Multiomic profiling of responses to clinical and novel bisphosphonates reveals extraskeletal effects on ageing related signatures
摘要
Bisphosphonates (BPs) have been used effectively to treat excessive bone loss for over 50 years. Recent clinical evidence suggests extra-skeletal benefits but how this occurs remains unknown. Here we use a panel of human, murine and cellular assessments to chart BP-induced ageing-related changes both systemically and at local organ sites.
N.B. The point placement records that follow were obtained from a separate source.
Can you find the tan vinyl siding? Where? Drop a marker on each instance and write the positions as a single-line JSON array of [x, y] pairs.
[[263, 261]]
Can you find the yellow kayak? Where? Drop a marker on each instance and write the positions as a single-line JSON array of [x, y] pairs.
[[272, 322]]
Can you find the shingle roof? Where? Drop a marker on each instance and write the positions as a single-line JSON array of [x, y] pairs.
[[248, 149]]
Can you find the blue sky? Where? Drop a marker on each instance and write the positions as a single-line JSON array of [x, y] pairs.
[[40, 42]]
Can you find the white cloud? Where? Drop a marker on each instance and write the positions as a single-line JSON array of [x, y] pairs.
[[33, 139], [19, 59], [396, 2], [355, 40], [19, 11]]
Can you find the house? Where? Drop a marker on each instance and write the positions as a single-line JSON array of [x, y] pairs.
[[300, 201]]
In vivo spatial transcriptomics in aged mice treated with zoledronate showed a shift in cellular composition towards that of young animals specifically in heart, liver and intestine, with upregulation of genes governing detoxification, mitochondrial stability, energy metabolism, and antioxidation. A 5000-plex randomized trial based human proteomic analysis showed significant alterations in ~400 proteins after zoledronate treatment, with downregulation of proteins linked to genomic instability, proteostasis loss, mitochondrial dysfunction, stem cell exhaustion, and SASPs. Fluorescent labeling and tracing confirmed uptake of bisphosphonates by non-skeletal cells. In addition, low doses of several common, clinically utilized BPs stimulated growth and protected against DNA damage-induced senescence in multiple human cell types, with strongest effects in cardiomyocytes. Finally, proteome-wide target deconvolution with AlphaFold identified previously unrecognized binding partners, including PHB2 and ASAH1, and downstream upregulation of MEF2A was validated to be a key mediator of zoledronate triggered benefits in cardiomyocytes. Collectively, these results identify potential geroprotective mechanisms for BP action in multiple non-skeletal tissues.